Key Preoperative Considerations
Rotational, angular and limb length deformities necessitate the need for appropriate preoperative planning. The goal is not simply to achieve arthrodesis, but to achieve arthrodesis in the optimum functional position. A plantarflexed foot will force the knee into hyperextension. You will need to address any bone loss from previous talar collapse, prior infection or severe trauma. You need to determine if you can accommodate this with postoperative shoe modifications or surgically with extensive bone grafting.
The amount of autogenous bone will determine the graft harvesting site. In the majority of cases, you will need iliac crest bone. In cases of significant shortening, it may be necessary to perform tibial lengthening via distraction osteogenesis.
You must also correct valgus and varus positions. Typically, the rearfoot to leg relationship is positioned in neutral to slight valgus. Be sure to avoid performing a varus biased ankle arthrodesis as it can place significant stress on the knee joint. When it comes to treating significant deformities, I have found that performing a calcaneal osteotomy may also be necessary to completely align the hindfoot.

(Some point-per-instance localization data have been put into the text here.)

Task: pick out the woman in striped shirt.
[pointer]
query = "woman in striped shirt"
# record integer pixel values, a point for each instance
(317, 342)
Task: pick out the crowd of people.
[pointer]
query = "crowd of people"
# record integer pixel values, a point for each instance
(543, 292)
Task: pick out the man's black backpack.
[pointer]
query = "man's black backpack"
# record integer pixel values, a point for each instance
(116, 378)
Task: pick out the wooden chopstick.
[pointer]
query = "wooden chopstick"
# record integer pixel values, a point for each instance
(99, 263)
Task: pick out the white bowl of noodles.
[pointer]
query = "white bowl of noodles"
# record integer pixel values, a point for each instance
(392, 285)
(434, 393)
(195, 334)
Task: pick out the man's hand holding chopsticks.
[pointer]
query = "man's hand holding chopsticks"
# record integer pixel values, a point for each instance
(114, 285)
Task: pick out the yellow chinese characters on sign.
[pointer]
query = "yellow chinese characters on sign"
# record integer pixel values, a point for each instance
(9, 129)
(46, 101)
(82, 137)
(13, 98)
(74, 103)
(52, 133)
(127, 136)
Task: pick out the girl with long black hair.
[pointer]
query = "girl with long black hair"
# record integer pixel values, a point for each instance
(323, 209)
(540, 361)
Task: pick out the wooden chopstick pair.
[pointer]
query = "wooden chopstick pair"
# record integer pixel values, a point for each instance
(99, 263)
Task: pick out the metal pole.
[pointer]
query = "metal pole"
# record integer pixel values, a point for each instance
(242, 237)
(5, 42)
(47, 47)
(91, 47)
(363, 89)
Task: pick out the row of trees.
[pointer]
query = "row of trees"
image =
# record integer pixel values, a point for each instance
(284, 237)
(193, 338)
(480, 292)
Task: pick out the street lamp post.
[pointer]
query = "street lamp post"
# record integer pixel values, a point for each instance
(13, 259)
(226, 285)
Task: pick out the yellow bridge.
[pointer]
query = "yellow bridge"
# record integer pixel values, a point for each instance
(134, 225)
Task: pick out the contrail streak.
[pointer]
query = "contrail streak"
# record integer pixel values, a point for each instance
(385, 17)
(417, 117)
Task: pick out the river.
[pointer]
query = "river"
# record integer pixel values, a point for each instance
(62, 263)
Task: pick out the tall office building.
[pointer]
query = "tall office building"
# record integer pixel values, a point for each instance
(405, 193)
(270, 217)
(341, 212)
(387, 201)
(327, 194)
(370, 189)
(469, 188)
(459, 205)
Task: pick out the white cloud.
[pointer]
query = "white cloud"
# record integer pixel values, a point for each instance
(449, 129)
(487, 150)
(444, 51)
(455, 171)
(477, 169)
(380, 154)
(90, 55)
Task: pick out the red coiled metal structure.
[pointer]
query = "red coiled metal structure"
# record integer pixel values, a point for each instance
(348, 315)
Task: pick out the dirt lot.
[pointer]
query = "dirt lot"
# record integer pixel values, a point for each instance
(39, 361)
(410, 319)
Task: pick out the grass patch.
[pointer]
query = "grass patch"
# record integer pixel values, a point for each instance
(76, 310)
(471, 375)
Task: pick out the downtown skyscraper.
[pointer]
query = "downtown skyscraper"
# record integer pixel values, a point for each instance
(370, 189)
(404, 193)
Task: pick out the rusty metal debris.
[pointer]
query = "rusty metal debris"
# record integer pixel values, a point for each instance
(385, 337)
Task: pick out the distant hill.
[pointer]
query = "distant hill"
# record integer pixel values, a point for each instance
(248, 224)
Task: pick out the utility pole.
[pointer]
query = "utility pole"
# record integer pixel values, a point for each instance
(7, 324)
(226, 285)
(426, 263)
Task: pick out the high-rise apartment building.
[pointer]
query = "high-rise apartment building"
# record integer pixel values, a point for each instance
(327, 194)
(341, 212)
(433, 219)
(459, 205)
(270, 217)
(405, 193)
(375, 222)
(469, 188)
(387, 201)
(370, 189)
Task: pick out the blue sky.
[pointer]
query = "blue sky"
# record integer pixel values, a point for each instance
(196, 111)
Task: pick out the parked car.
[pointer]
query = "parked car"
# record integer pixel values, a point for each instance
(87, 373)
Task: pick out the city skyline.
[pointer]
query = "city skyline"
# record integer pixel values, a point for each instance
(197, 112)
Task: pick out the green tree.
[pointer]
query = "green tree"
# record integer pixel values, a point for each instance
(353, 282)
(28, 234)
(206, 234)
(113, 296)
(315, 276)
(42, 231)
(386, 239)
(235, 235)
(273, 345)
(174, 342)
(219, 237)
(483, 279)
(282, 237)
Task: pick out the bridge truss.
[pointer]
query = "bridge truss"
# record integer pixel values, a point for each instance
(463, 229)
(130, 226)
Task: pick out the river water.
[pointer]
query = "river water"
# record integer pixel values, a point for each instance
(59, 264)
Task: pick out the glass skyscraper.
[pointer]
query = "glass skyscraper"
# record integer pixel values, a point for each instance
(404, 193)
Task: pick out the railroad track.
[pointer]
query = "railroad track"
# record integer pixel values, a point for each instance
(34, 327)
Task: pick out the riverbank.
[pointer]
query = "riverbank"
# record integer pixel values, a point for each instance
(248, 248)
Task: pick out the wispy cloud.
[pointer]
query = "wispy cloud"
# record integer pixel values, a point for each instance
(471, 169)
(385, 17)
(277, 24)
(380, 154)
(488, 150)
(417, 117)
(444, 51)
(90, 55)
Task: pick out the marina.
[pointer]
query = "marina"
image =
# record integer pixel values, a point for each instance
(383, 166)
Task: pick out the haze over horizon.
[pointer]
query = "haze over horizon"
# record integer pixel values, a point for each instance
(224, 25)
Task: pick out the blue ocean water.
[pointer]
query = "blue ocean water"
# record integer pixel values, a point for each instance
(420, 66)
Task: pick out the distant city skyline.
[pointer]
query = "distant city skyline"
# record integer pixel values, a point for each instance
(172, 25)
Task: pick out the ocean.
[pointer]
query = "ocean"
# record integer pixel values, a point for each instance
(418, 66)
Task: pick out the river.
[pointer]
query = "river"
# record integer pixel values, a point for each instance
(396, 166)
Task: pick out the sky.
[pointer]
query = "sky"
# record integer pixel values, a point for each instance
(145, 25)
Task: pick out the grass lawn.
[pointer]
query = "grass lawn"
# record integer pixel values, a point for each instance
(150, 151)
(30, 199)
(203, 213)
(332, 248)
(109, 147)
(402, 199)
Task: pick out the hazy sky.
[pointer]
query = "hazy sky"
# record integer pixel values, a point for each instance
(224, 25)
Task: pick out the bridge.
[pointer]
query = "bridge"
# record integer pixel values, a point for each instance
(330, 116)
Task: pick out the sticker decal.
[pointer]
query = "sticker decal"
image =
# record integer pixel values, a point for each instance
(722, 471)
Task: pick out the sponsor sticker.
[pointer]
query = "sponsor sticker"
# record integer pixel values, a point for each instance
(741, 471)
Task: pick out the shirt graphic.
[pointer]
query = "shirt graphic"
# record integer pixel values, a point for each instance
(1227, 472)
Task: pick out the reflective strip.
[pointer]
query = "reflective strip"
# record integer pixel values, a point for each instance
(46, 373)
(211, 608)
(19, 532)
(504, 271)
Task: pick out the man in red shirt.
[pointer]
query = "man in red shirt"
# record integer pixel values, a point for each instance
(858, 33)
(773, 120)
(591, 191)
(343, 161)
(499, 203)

Also assess proximal deformity prior to performing an ankle arthrodesis. Especially when you’re dealing with cases of previous trauma, evaluating and considering proximal tibial or femoral deformities is a must. A well-positioned ankle arthrodesis is of little value if the overall position is compromised by proximal deformity.5,6
In an uncomplicated ankle arthrodesis, soft tissue structures are rarely a significant component of the deformity. In fact, a moderately contracted Achilles tendon can actually provide a tension-band effect and aid in successful fusion. This is typically not the case in severely deformed ankles. A long-standing deformity may require surgical treatment of the soft tissue. Ankle equinus or other tendinous contractures may require lengthening or a frank tenotomy. Skin contractures may require release, plasty, grafting or rotation flaps. If you do not assess and treat skin contractures at the time of surgery, skin complications can compromise the entire operation.
The form of fixation is also extremely important in this type of arthrodesis. Since there is a higher risk of non- or malunion, using external fixation or a combination of internal and external fixation can give you the ability to adjust the final position postoperatively. As with any surgery, your choice of fixation should be based upon your experience, the type of procedure and what is most suitable for the patient.
Step-By-Step Surgical Insights
Typically, the patient is in a lateral decubitus position under general or spinal anesthesia with a thigh tourniquet. Place the first incision over the distal aspect of the fibula, beginning approximately 10 cm proximal to the distal tip. You may curve the incision distally over the sinus tarsi to aid in exposure. More often than not, you’ll need to make a medial incision as well. This is due to the fact that a severely deformed ankle often requires extensive bone resection to maximize position. When this incision is necessary, make the approximately 5 cm incision over the anterior-medial aspect of the ankle joint.